Love and revenge with a feminist flavour
Sharanya Manivannan Sharanya Manivannan | 29 Mar, 2017
IF ACCLAIMED MALAYALAM writer KR Meera’s previous book, The Gospel of Yudas, was about a unusual romantic extreme (falling in unrequited love with a man who dives to the bottom of water bodies to salvage drowned corpses), her latest novella, The Poison of Love, situates the desperate love at its centre in a common, if desperately painful, bind. Tulsi—a perfectly average person, just another female IIT graduate who gives up her career upon marriage —falls for the charismatic Madhav. She is his 28th lover, and first wife.
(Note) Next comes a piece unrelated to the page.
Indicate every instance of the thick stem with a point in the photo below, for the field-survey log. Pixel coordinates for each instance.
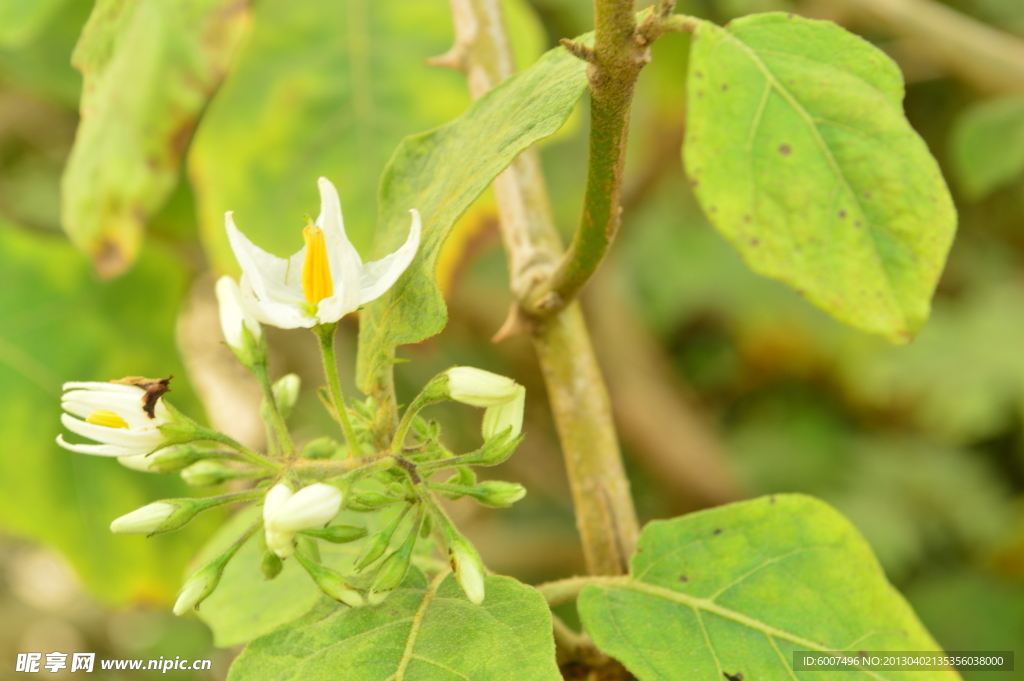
(619, 54)
(325, 333)
(604, 509)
The long and short of Tulsi’s journey— from elopement, torrid sex and tender affection (‘I would lie on his chest like a tulsi leaf, like a feather’) to wearing the tonsured head and widow’s weeds of a Meera sadhu in Vrindavan while Madhav remains alive—is his infidelity. He manipulates her, telling her that her jealousy will lead to her abandonment, dismissing her pain by saying ‘jealousy is irrelevant in love’. Through his affairs, he first insists on his loyalty, then ignores her desire but begins to rape her. Slowly, the abuse turns her love into something far more intense: an obsessive loathing.
Tulsi dreams of snakes, thinks in a syntax of Krishna cosmology, commits unspeakable acts, and eventually finds some kind of solace among the widows of Vrindavan, where she can mingle her loss into a collective one: ‘The Yamuna is a Meera sadhu too. With her waters drying up, she is withered and shriveled; curling up to sleep with a bowed back, her bones jutting out. Pretending devotion, unclean men wash in her.’
The nucleus of KR Meera’s oeuvre is obsessive love, and her protagonists give themselves over to it completely—and often to their complete detriment. This is where her writing differs from all versions of the same tales, which are made to seem like nothing but cautionary ones. Her heroines claim their emotions, and the consequences of having them, instead of allowing themselves to be merely victims of circumstance.
Despite being set in a disturbing psychic realm, The Poison of Love’s feminist politics are taut: ‘What will you do afterwards?’ a friend enquires of Tulsi’s divorce. The friend is in fact the man she deserted long ago, to elope with Madhav instead. ‘What can I not do, afterwards?” she laughs, just before she shocks the reader.
‘This is how I shall end this story. The autobiography of a Meera sadhu,’ says Tulsi defiantly at the novella’s gruesome end. This autonomy drives the entire narrative. In chilling, clear prose, the author charts out Tulsi’s trajectory, balancing its ordinariness with scenes of ghastliness. Tulsi’s life becomes not a cautionary tale on the perils of falling in love, but a revenge fantasy—one in which no one gets redemption. ‘My hatred for Madhav was all-consuming,’ she says when she goes to meet him after he has sought her out, a dozen years later, in Vrindavan. ‘I wished to smash him to smithereens. And yet I also wished that he would live on. I wanted his beating heart—so that I could corrode it myself.”
There’s a reason why it’s the simplest stories that get told, over and over again. Despite the macabre details of The Poison of Love, its fundamental premise of betrayal and longing are resoundingly familiar. KR Meera writes in the book’s afterword that women seek her out everywhere from literary festivals to funerals to tell her that “Tulsi’s experience mirrored [their] own”. Tulsi says at the novella’s start, ‘I loathe every love story except my own.’ The author’s triumph is in having created one made most horrific of all because somewhere in its twisted heart is a cry of recognition.